Re: [Project Clearwater] Issues with clearwater-docker homestead and homestead-prov under Kubernetes

Adam Lindley Fri, 25 May 2018 01:44:21 -0700

Hi Matthew,

Our Helm support is a recent addition, and came from another external 
contributor. See the Pull Request at 
https://github.com/Metaswitch/clearwater-docker/pull/85 for the details :)
As it stands at the moment, the chart is good enough for deploying and 
re-creating a full standard deployment through Helm, but I don't believe it 
handles more of the complexities of upgrading a clearwater deployment that it 
potentially could.


We haven't yet done any significant work in setting up Helm charts, or 
integrating with them in a more detailed manner, so if that's something you're 
interested in as well, we'd love to work with you to get some more enhancements 
in. Especially if you have other expert contacts who know more in this area.
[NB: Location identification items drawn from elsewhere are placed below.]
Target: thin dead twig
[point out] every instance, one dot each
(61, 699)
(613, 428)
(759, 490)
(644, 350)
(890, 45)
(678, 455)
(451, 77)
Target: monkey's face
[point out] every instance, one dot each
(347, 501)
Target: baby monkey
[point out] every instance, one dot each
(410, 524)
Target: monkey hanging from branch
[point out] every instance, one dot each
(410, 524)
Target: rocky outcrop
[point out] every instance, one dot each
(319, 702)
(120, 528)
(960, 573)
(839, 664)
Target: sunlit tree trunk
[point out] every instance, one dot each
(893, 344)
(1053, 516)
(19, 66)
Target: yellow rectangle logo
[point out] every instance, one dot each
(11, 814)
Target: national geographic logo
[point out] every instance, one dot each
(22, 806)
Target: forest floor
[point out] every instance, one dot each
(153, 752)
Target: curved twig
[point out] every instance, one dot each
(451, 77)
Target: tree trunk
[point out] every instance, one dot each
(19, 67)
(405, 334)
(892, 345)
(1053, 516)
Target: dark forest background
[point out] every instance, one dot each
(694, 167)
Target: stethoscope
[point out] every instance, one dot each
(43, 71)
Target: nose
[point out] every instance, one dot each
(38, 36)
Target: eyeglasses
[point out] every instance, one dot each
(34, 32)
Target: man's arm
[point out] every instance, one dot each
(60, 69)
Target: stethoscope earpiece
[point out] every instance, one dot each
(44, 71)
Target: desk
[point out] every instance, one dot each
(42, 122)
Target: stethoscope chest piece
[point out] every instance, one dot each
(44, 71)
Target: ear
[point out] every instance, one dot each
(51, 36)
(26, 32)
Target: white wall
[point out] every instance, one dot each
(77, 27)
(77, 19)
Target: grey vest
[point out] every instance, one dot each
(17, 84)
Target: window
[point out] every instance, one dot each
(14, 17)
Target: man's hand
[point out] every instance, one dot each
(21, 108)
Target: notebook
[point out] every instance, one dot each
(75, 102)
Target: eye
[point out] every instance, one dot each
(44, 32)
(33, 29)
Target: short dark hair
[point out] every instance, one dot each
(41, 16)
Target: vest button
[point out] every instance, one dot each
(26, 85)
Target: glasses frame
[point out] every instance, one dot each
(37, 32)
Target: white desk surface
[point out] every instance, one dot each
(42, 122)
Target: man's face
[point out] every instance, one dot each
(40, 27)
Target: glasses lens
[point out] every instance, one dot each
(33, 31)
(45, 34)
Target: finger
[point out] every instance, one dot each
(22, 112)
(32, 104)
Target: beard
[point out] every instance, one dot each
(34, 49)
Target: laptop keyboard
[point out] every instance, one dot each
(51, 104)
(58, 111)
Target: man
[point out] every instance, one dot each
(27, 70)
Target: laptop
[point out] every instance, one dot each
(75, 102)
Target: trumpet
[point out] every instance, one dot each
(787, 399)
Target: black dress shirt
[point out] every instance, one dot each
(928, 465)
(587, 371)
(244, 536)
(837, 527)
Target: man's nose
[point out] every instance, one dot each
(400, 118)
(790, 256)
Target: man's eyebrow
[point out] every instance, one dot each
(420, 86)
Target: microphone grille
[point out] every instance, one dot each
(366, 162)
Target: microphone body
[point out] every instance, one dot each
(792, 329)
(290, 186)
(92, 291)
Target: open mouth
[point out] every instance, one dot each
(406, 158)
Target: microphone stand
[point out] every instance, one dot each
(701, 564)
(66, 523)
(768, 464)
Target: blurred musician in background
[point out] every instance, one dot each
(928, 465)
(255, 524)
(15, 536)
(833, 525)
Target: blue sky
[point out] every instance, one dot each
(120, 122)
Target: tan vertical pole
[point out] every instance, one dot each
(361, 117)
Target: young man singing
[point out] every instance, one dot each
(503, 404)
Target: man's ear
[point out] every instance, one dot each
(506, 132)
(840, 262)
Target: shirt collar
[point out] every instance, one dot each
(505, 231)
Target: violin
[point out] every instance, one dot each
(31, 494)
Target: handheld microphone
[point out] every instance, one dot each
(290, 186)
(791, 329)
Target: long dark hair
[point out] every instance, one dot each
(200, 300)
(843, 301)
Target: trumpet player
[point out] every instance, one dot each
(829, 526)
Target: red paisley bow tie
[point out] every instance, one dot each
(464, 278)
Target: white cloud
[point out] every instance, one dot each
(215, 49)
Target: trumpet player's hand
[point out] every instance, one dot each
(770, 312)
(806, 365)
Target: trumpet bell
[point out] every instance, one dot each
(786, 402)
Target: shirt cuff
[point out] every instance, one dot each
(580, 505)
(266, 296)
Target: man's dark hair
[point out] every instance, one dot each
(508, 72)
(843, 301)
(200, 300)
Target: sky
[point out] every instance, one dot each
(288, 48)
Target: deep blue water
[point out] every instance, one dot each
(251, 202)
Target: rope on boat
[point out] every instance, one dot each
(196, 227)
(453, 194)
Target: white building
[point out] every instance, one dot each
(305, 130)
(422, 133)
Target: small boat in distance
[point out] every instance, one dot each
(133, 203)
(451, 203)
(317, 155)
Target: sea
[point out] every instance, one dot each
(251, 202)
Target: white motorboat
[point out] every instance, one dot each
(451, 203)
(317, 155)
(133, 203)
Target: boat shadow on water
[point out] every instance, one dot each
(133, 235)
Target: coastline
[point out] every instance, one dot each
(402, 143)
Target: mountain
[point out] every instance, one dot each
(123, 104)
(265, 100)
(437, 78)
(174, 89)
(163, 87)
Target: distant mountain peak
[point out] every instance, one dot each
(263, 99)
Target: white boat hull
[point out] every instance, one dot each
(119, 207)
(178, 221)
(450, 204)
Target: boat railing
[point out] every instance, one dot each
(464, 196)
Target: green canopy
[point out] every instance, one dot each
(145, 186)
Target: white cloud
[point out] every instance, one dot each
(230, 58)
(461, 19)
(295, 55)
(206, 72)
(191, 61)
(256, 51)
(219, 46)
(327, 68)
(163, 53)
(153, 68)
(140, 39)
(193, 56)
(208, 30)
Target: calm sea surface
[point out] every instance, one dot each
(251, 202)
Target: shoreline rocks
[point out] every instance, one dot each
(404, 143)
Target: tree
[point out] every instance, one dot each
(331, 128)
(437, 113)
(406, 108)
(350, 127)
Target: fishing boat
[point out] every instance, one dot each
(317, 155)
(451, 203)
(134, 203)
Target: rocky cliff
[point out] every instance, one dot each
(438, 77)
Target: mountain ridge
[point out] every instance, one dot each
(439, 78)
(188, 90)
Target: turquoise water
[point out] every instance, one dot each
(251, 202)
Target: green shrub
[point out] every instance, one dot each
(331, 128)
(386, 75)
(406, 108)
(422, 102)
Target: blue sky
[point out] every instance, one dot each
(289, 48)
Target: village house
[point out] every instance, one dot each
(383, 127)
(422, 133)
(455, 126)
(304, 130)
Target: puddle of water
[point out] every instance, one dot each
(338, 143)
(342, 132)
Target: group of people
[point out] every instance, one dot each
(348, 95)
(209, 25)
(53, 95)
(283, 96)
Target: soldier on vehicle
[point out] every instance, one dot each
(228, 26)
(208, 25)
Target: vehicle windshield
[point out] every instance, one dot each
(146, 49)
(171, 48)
(I'm removing some of the thread in the email below, to keep us below the list 
limits. The online archives will keep all the info though)

Cheers,
Adam


From: Davis, Matthew [mailto:matthew.davi...@team.telstra.com]
Sent: 25 May 2018 08:30
To: Adam Lindley <adam.lind...@metaswitch.com>; 
clearwater@lists.projectclearwater.org
Subject: RE: [Project Clearwater] Issues with clearwater-docker homestead and 
homestead-prov under Kubernetes

Hi Adam,

Thanks for that.

I haven't had a chance to try your latest suggestion or do more work on AKS yet.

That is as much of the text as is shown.